Réintégration fonctionnelle
La réentrée fonctionnelle est un peu plus difficile à appréhender car le blocage central et le circuit qui l’entoure sont plus difficiles à définir sur le plan anatomique. Le blocage central et le circuit sont dus à l’hétérogénéité (variation) électrophysiologique du myocarde. Cette hétérogénéité comprend des variations de réfractarité, de conductivité et/ou d’excitabilité. Une impulsion traversant une zone présentant une telle hétérogénéité peut rencontrer un bloc fonctionnel, le contourner et, au cours de son premier tour, le front d’onde émettra des impulsions à la fois vers l’extérieur et vers l’intérieur (vers le cœur du circuit). Le cœur est bombardé d’impulsions et devient donc réfractaire.

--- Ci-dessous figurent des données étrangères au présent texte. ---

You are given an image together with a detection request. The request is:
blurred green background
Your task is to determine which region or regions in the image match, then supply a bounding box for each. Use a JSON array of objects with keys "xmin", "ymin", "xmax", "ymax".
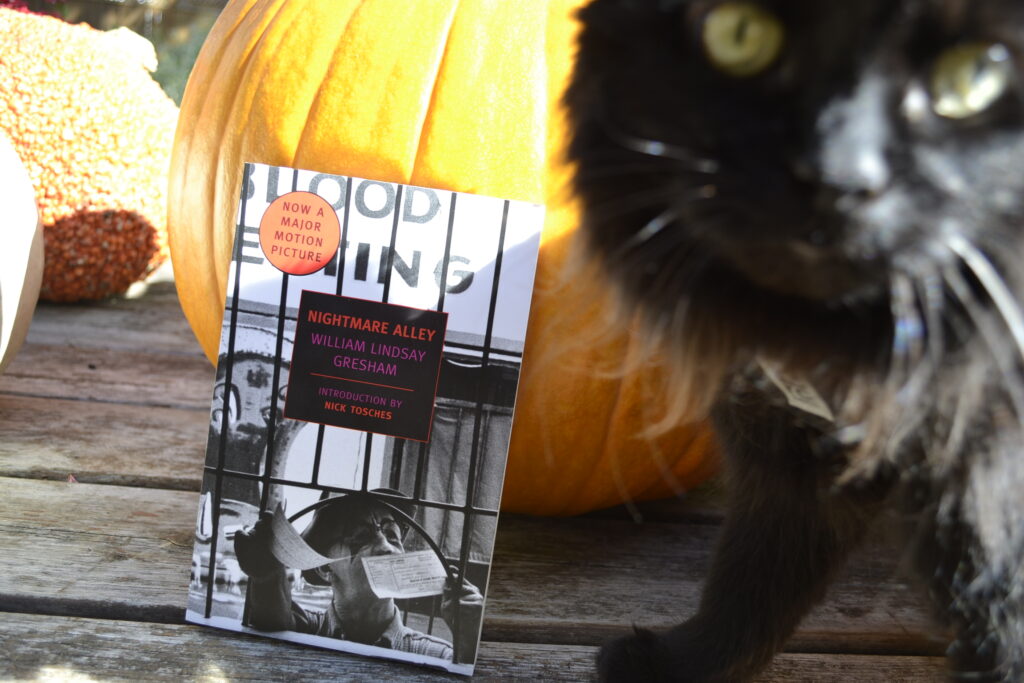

Les circuits de réentrée fonctionnels sont petits, instables et peuvent engendrer d’autres circuits de réentrée (ceci est expliqué dans l’article sur la fibrillation auriculaire). La réentrée fonctionnelle est fondamentale pour le développement de la fibrillation auriculaire et ventriculaire.
Signification clinique
La réentrée est la cause la plus fréquente d’arythmies supraventriculaires et ventriculaires nécessitant un traitement. La plupart des cas de flutter auriculaire sont dus à une réentrée et la réentrée joue un rôle fondamental dans le développement de la fibrillation auriculaire. La réentrée peut également se produire dans le nœud sino-auriculaire et le nœud auriculo-ventriculaire. Notamment, la tachycardie ventriculaire chez les personnes souffrant d’une cardiopathie ischémique est causée par une réentrée.
Fin de la réadmission
Le circuit de réentrée s’éteint si le front d’onde rencontre un tissu qui ne peut pas être excité (dépolarisé). Le front d’onde doit continuellement rencontrer un tissu excitable afin de poursuivre son mouvement. S’il rencontre un tissu non excitable, il s’arrête. La délivrance d’un choc électrique dans le cœur (par exemple en cas de tachycardie ventriculaire) a pour but de dépolariser toutes les cellules excitables du cœur, y compris celles impliquées dans la réentrée, ce qui met fin à la réentrée (le front d’onde rencontrera des cellules réfractaires).